Disintegrins are a family of small proteins from viper venoms that function as potent inhibitors of both platelet aggregation and integrin-dependent cell adhesion [15578957, 15974889]. Integrin receptors are involved in cell-cell and cell-extracellular matrix interactions, serving as the final common pathway leading to aggregation via formation of platelet-platelet bridges, which are essential in thrombosis and haemostasis. Disintegrins contain an RGD (Arg-Gly-Asp) or KGD (Lys-Gly-Asp) sequence motif that binds specifically to integrin IIb-IIIa receptors on the platelet surface, thereby blocking the binding of fibrinogen to the receptor-glycoprotein complex of activated platelets. Disintegrins act as receptor antagonists, inhibiting aggregation induced by ADP, thrombin, platelet-activating factor and collagen . The role of disintegrin in preventing blood coagulation renders it of medical interest, particularly with regard to its use as an anti-coagulant .
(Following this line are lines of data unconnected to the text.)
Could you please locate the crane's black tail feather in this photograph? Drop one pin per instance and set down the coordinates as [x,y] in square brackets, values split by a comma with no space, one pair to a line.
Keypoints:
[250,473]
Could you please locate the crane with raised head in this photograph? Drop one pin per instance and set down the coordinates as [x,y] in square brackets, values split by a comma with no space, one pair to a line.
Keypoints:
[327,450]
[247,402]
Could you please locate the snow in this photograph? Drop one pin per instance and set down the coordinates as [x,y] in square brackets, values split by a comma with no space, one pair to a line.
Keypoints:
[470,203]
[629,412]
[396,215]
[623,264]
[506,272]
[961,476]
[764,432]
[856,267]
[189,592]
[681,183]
Disintegrins from different snake species have been characterised: albolabrin, applagin, barbourin, batroxostatin, bitistatin, obtustatin , schistatin , echistatin , elegantin, eristicophin, flavoridin , halysin, kistrin, tergeminin, salmosin  and triflavin.
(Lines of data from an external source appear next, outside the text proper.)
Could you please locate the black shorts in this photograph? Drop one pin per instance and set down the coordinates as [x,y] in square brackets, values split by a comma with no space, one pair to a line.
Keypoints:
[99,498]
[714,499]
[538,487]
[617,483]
Disintegrin-like proteins are found in various species ranging from slime mold to humans. Some other proteins known to contain a disintegrin domain are:
- Some snake venom zinc metalloproteinases  consist of an N-terminal catalytic domain fused to a disintegrin domain. Such is the case for trimerelysin I (HR1B), atrolysin-e (Ht-e) and trigramin. It has been suggested that these proteinases are able to cleave themselves from the disintegrin domains and that the latter may arise from such a post-translational processing.
- The beta-subunit of guinea pig sperm surface protein PH30 . PH30 is a protein involved in sperm-egg fusion. The beta subunit contains a disintegrin at the N-terminal extremity.
- Mammalian epididymial apical protein 1 (EAP I) . EAP I is associated with the sperm membrane and may play a role in sperm maturation. Structurally, EAP I consists of an N-terminal domain, followed by a zinc metalloproteinase domain, a disintegrin domain, and a large C-terminal domain that contains a transmembrane region.